Prince Harry Says 'Pain and Suffering' Are Part of Life as a Royal

Prince Harry gave a frank and emotional interview to Dax Shepard.
Prince Harry sat down with Dax Shepard and the crew of "Armchair Expert." .Armchair Expert/Twitter

Prince Harry, in a far-ranging podcast interview with Dax Shepard, says therapy helped him deal with mental health issues and that Meghan Markle was the one who encouraged him to seek counseling.

Prince Harry gave a frank and emotional interview to Dax Shepard in a 90-minute conversation that touched on the royal's mental health problems and his recently found fatherhood.

It was his first sit-down interview since he and his wife Meghan spoke to Oprah Winfrey.

"I don't think we should be pointing the finger or blaming anybody, but certainly when it comes to parenting, if I've experienced some form of pain or suffering because of the pain or suffering that perhaps my father or my parents had suffered, I'm going to make sure I break that cycle so that I don't pass it on, basically.

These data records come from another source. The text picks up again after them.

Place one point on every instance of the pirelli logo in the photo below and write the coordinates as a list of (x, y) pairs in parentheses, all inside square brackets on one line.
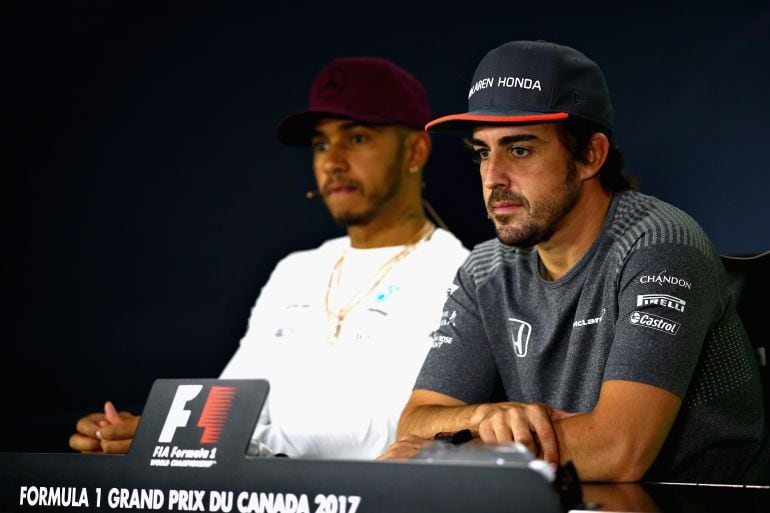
[(662, 300)]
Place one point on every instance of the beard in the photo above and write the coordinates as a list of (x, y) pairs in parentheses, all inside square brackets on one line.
[(379, 196), (542, 217)]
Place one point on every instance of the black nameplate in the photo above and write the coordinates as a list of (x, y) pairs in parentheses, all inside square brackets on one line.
[(212, 473)]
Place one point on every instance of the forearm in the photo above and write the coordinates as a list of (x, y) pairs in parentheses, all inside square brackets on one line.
[(425, 421), (620, 439)]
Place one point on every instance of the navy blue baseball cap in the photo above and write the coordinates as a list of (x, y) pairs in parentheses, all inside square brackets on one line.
[(532, 81)]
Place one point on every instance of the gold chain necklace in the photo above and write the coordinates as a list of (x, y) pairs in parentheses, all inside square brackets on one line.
[(336, 319)]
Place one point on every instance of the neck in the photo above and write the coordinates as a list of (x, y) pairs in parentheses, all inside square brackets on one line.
[(388, 230), (577, 231)]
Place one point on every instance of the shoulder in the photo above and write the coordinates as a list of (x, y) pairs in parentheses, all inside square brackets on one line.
[(491, 255), (643, 221), (328, 250), (447, 243)]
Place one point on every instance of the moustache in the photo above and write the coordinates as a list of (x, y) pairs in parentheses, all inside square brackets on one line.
[(500, 195), (328, 186)]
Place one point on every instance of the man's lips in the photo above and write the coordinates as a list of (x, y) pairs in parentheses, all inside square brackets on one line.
[(340, 188), (506, 207)]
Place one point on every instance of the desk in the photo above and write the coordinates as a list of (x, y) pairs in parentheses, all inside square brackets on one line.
[(675, 498), (338, 487)]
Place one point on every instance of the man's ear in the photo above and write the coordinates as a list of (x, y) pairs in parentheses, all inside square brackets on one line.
[(419, 146), (598, 149)]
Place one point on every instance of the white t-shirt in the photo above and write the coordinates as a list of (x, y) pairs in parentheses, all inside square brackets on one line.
[(342, 399)]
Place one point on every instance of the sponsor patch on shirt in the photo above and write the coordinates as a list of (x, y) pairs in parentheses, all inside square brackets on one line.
[(661, 300), (663, 278), (589, 321), (655, 322)]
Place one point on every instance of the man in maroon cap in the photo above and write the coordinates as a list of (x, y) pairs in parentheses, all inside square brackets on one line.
[(340, 331)]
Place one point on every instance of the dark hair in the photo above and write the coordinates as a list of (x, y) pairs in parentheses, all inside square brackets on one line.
[(575, 133)]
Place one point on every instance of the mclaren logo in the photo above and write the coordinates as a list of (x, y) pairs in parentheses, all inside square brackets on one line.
[(520, 332), (587, 322)]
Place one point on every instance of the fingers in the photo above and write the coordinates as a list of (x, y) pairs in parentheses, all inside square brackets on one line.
[(404, 448), (83, 443), (528, 424), (115, 446), (546, 436), (89, 425), (124, 430)]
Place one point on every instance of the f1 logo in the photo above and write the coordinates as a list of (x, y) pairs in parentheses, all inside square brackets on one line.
[(213, 416)]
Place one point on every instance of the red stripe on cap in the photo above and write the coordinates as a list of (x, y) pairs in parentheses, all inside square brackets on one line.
[(497, 119)]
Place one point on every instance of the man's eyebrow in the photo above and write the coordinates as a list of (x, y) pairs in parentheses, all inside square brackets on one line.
[(350, 125), (503, 141)]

"It's a lot of genetic pain and suffering that gets passed on," he said, adding that parents should be trying to stop that happening.

In the newest episode of Dax Shepard and Monica Padman's podcast "Armchair Expert," released Thursday, Prince Harry compared his royal life to being in a zoo and the movie "The Truman Show," in which a man unknowingly lives his life on a reality TV show.

Being born into the royal family means "you inherit every element of it without choice," he said. The British press, he said, "feel an ownership over you."

In his 20s, Prince Harry was in turmoil about his role as a royal. His thinking at the time was, "I don't want this job, I don't want to be here. I don't want to be doing this. Look what it did to my mum, how am I ever going to settle down and have a wife and family when I know that it's going to happen again?

"I've seen behind the curtain, I've seen the business model. I know how this operation runs and how it works, I don't want to be part of this," he said.

He began therapy, he said, at the urging of the woman who would become his wife. He also spoke of their early courtship.

"The first time that Meghan and I met up for her to come and stay with me, we met up in a supermarket in London pretending as though we didn't know each other," he said. 

He later sought counseling with her encouragement, saying his feelings of "helplessness" were his "biggest, sort of, Achilles heel." 

"She saw it. She saw it straight away. She could tell that I was hurting and that some of the stuff that was out of my control was making me really angry. It would make my blood boil," he said. 

Moving to California with Meghan and their 2-year-old son, Archie, has helped him enormously, he said. The couple are expecting a baby daughter.

"So living here now, I can actually lift my head and I feel different, my shoulders have dropped, so have hers, you can walk around feeling a little bit more free. I can take Archie on the back of my bicycle ... I would never have had the chance to do that," in Britain, he said.